A client’s needs and desires often begin as separate entities, but tend to merge or are adjusted as the plans for a project progress through the creation stage. Such was the case with our clients in this finished basement project. They wanted to have an enjoyable entertaining space in a less formal atmosphere than their very traditional main level. They sought comfort as well as fun, and gave us license to use architectural elements to meet their goals.
We discovered a lack of grade beams where load-bearing walls supporting two upper floors had been built. We cut and removed concrete in locations where our columns were to be installed. To fix this, we created new, properly prepared reinforced footings. Those columns became the signature feature of this terrace-level basement.
Another challenge was encountering a partially finished plumbing drainage system. The lift station tank was buried underneath the slab, and the plumbing drainage levels were damaged in two locations. We looked with our plumber to find and repair the leaks and tank. A significant amount of slab cutting, removal and replacement of drainage lines also occurred to accommodate the new floor plan.

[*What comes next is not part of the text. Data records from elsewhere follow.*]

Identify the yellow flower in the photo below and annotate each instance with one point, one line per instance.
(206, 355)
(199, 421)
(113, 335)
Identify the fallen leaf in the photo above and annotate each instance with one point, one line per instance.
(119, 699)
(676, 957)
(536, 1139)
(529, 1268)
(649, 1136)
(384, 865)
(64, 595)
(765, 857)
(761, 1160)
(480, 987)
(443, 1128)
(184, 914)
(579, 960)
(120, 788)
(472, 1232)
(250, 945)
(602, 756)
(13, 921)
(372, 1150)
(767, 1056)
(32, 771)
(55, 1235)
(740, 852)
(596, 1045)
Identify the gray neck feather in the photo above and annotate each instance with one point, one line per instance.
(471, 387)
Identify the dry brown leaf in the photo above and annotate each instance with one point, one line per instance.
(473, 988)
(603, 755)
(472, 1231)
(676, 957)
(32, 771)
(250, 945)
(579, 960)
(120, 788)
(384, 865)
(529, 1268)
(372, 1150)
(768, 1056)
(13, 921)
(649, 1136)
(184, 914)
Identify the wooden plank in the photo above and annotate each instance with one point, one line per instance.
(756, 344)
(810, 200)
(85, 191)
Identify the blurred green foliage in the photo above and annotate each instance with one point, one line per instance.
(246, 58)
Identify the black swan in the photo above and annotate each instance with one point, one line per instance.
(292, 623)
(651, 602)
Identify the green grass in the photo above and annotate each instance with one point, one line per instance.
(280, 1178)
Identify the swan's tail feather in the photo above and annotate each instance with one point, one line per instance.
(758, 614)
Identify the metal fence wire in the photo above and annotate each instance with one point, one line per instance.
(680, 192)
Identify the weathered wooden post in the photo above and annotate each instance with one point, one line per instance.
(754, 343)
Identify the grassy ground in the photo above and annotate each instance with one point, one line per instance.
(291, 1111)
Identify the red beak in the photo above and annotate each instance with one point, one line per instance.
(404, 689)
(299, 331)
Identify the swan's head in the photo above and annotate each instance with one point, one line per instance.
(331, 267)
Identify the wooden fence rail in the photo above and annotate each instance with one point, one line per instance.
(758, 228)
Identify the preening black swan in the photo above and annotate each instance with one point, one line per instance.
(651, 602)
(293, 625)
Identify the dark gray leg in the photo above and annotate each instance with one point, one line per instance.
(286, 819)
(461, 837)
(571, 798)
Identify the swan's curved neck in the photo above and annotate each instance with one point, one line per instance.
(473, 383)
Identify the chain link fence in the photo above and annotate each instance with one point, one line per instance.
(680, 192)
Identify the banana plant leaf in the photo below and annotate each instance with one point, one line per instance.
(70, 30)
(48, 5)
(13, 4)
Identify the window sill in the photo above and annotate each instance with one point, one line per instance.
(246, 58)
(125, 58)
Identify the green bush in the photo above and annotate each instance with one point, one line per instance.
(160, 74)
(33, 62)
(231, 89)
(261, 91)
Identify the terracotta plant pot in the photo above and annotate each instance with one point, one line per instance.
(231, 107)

When we began, the staircase was not on the need or want list but as the design developed, a new staircase became a desire. We removed the entire existing staircase and designed a new one with a lower rise and thicker, deeper treads. Now, the stair has glass and metal features with a bold curved handrail. The glass rests in a slot at the top of the stringer; the top glass panel is inserted into metal slots in the ceiling and side wall. Adding structure, the metal pieces reinforce the industrial look. We then improved the room’s flow by curving the wall at the bottom of the stairs to guide one to look out to the room instead of looking into a wall.
The clients wanted an open entertainment room with a bar. We removed hall walls and staircase walls, and put columns in their stead. The clients wanted flair in this space so the bar became a semi-circle with a natural stone quartzite and brushed pewter countertop. The top of the bar countertop is for seating and the lower area and back area contain a dishwasher, trash drawer, ice maker and refrigerator. Tall cabinets store glasses and dishware.
The homeowners also asked for an informal media room, but not like a theater. We wanted the television viewing room to relate to the entertainment space so we removed the wall between the rooms and used columns again. The TV is suspended between the columns.
A wine cellar was on their wish list, but space was limited once we took into account a playroom, a nanny/guest suite with bath and closet, a separate powder room for the entertainment space, a new mechanical room and storage space. Not wanting to lose the wine cellar, however, we tucked it into the space under the stairs and extended it back into the new mechanical room. The cellar is small, but the glass door and windows create the illusion of a much larger space.
Our design skills assisted us as we worked around existing problems in creative ways, such as in the wine cellar ceiling. A stair riser was in the wall on the left side and masses of ductwork were on the right side. The ductwork was leaving the mechanical room and traveling to locations in the terrace level. We handled this by designing a unique ceiling that allows us to cover both these items.
The client’s family owns a farm in West Virginia, and she wanted wood from the farm to be in her home. Her father sent wood samples and, after deciding on walnut, he milled the wood in various sizes for the curved bar base. Hardwood floors in the media room are 4-in. planks of white oak over plywood. Other woods include pecan bar cabinets and mahogany wine cellar. These different woods added a warmth to the area.
The terrace level is loved and well used. Our clients say they never want to leave; they are stimulated by the design and comfortable in the space. That is the best compliment we could receive.